Berita
Merawat Pemikiran para Guru Bangsa
Nurcholish Madjid Society menyelenggarakan diskusi publik bertema Merawat Pemikiran Guru-guru Bangsa, dalam hal ini pemikiran KH Abdurrahman Wahid (Gus Dur), Nurcholish Madjid (Cak Nur), dan Buya Syafi’i Ma’arif. Acara diselenggarakan Rabu siang, (12/4) di Hotel Atlet Century Park, Senayan Jakarta Selatan.
Kegiatan ini diselenggarakan sebagai upaya menyemai kembali nilai-nilai kebangsaan dengan merawat pemikiran para guru bangsa. Selain itu juga sebagai upaya memperkokoh ideologi bangsa dari ancaman sekelompok orang yang mengusung paham khilafah untuk menggantikan Pancasila.
Hadir sebagai pembicara, Abdul Mu’thi dari PP Muhammadiyah,Mohamad Sobary (Budayawan) dan Yenny Wahid (The Wahid Institute).
Abdul Mu’thi menerangkan, pemikiran tentang keindonesiaan para guru bangsa itu dapat dilihat dari berbagai karya bukunya.
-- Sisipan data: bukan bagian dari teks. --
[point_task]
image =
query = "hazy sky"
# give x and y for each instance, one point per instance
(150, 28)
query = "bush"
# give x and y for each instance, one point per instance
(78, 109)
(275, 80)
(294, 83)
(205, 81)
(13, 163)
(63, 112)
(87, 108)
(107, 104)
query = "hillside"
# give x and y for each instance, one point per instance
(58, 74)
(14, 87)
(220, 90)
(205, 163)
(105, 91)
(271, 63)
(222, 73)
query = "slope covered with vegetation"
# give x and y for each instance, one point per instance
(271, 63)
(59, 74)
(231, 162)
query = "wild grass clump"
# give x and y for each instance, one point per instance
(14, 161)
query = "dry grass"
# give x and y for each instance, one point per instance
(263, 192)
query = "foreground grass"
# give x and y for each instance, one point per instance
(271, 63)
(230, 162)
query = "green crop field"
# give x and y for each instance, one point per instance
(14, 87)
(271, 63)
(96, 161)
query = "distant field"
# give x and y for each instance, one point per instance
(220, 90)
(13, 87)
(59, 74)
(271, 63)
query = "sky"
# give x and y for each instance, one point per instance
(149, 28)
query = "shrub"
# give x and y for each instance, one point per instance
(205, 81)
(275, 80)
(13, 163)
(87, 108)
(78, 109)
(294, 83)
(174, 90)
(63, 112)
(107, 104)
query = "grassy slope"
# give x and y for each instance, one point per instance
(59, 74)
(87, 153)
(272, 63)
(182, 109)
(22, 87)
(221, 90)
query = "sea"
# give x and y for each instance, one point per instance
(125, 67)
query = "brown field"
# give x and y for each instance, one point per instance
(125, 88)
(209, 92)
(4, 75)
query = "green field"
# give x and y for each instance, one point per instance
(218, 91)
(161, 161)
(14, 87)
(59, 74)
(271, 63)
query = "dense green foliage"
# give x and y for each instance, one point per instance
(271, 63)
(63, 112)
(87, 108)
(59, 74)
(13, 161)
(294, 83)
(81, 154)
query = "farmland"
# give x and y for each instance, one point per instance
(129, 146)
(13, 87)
Khususnya tentang bagaimana sesungguhnya wajah Indonesia dalam perspektif yang mencerminkan wajah ajaran Islam.
“Tulisan-tulisan Buya Syafi’i sampai terakhir saya kira masih mencerminkan konsistensi yang luar biasa tentang integritas Indonesia,” kata Abdul Mu’thi.
Selain itu, Buya Syafi’i merupakan sosok yang berani mengambil resiko dalam menuangkan gagasan dan pemikirannya tentang kemanusiaan dan kebhinnekaan, di saat para intelektual lebih banyak diam dan memilih zona aman daripada harus menghadapi berbagai ‘serangan’ dan kontroversi dengan menyampaikan pandangannya.
Selaras dengan tema, Mohamad Sobary mengurai tentang apa itu guru bangsa. Menurutnya, guru bangsa yaitu guru laku, saleh dalam budaya, dalam menata umat dan perilaku, atau secara umum disebut saleh secara sosial.
“Banyak kemungkinan kaum nahdliyin pintar-pintar, tapi berapa orang yang akhlaknya dan keilmuannya seperti Gus Dur?” tanya Sobary.
Sobary menyebut, guru bangsa yang pertama adalah Rawamangun.
Rawamangun memiliki kesalehan sosial bukan kesalehan keagamaan. Beliau berbicara mengenai sastra. Bagi Rawamangun, sastra itu punya makna, dan punya sentuhan. Bisa menyentuh jiwa manusia, dan rumusnya adalah religiusitas.
“Walaupun banyak lulusan dari fakultas sastra tapi yang paling menyentuh adalah Rawamangun,” imbuhnya. Banyak alumnus sastra menurutnya hanya terpaku pada teori-teori saja.
Lanjutnya, guru bangsa juga dicontohkan oleh Cak Nur. Kesalehannya bukan hanya sekedar laku agama saja tapi juga sosial. Hingga akhirnya Cak Nur mendirikan Paramadina dan yang ngaji di sana orang hebat-hebat semua.
“Intinya, Cak Nur itu menghargai orang ketika berada dalam lingkungannya. Cak Nur menghargai semua golongan,” kata Sobary.
Sementara itu, Yenni Wahid memaparkan, bahwa agama merupakan pakaian jiwa sebagai suri tauladan bagi manusia.
“Ternyata banyak ilmu mengenai sinergi keislaman, di antara guyon-guyon yang terjadi antara Gus Dur,
Buya Syafi’i, dan Cak Nur,” kata Yenni.
Tiga tokoh tersebut menurutnya memiliki gagasan Islam yang membumi, yang perlu dikaji dalam realita dan kehidupan sekarang ini.
Lebih lanjut Yenni menjelaskan, kalangan muda saat ini banyak terjebak dan keliru dalam memahami Islam. Hingga akhirnya muncul radikalisme. “Ini sangat meresahkan,” ungkapnya.
Menurutnya, Cak Nur merupakan tokoh yang memiliki terobosan pemikiran Islam progressif, jauh ke depan. Sedangkan Gus Dur, dalam tindakannya ditunjukkan dengan pembelaannya terhadap kelompok minoritas dalam menuntut keadilan. Meski pada akhirnya, pembelaannya terhadap kaum lemah itu seringkali membuatnya juga dilemahkan.